Ce soir-là, Pavel rentra tard pour dire bonne nuit à sa fille.

— Papa, tu restes ? demanda Eva, la serrant dans ses bras.

— Oui… la nouvelle tutrice repart ?

— Non ! Je veux que Nina reste toujours avec nous, supplia la fillette.

— Vraiment ? fit Pavel en souriant malgré lui.

Eva insista :

— C’est un secret entre nous.

— Très bien, rit Pavel. — Bonne nuit.

Il quitta la chambre, pensif : sa fille avait enfin trouvé une âme sœur.

De son côté, chez elle, Nina raconta son premier jour à sa mère et à tante Rita. Elles burent le thé tard dans la nuit, riant aux éclats, jusqu’à ce que Margoula intervienne :

— Je te l’avais dit : porte le pendentif.

Nina rêvassa :

— Que rapport avec tout ça ?

— Le pendentif confère la clairvoyance à son porteur, expliqua Rita.

Le lendemain matin, à l’aurore, Nina et Eva traversèrent un vieux passage pour gagner la forêt derrière le manoir. Elles marchaient à pas feutrés, évitant la vigilance des gardes, jusqu’à atteindre la clairière du cottage de tante Margoula.

— On dirait une maison de conte, murmura Eva en découvrant les animaux apprivoisés de la clairière.

Quand Margoula parut à la porte, tous les animaux vinrent à elle sans crainte. Elle accueillit doucement la fillette :

— Alors, c’est toi, Eva, celle qui veut ramener le bonheur ?

Eva hocha la tête, émue.

— Viens, entra, dit la vieille herboriste. — Je vais t’aider.

Pendant toute la journée, elles prirent le thé et rirent, partageant des histoires. À l’heure du départ, Margoula ajouta :

— Le jour de ton anniversaire approche, Nina : dans une semaine.

— Pourquoi ne m’as-tu pas dit ? s’indigna Eva.

— Je n’avais pas le temps, fit Nina. — Tu es invitée à la fête.

— Super ! s’écria la fillette. — On fera un grand banquet au jardin, avec tes proches et mes amies !

— C’est gentil, balbutia Nina.

— Ça sera une fête magnifique, insista Eva.

Le jour de la fête, le jardin du manoir était somptueux : table majestueuse, fleurs parfumées, des rires d’enfants. Vinrent tante Rita, Zinaïda, Véra Petrovna et même Andriana Valerianovna. L’après-midi fut lumineux, empli de joie.

Pavel arriva plus tard, tenant un immense bouquet.

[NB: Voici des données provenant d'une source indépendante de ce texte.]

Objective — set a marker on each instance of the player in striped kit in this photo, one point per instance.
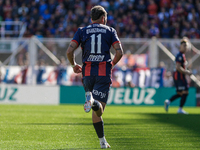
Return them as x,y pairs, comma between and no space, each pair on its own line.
180,81
96,40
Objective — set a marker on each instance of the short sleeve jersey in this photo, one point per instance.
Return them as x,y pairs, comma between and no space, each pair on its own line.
180,58
96,41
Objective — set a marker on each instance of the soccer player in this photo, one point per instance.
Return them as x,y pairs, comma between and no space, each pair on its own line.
96,40
180,81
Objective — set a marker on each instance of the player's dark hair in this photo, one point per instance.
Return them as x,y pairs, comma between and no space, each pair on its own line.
97,12
183,41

Il s’avança vers Nina et parla avec émotion. Alors qu’elle se dirigeait vers lui, son regard tomba sur le pendentif orné de grenats à son cou. Son visage se crispa.

— D’où vient ce pendentif ? murmura-t-il.

— Tante Rita l’a trouvé en forêt, répondit innocemment Nina.

Sans un mot de plus, Pavel disparut dans la maison. Dix minutes plus tard, il reparut tenant dans sa main la moitié manquante du pendentif — celle qu’il avait autrefois offerte à sa première épouse.

Sous le regard ébahi de tous, les deux moitiés se rejoignirent, unissant à nouveau deux cœurs égarés. Le bonheur véritable entrait enfin dans la demeure Krasnogorski.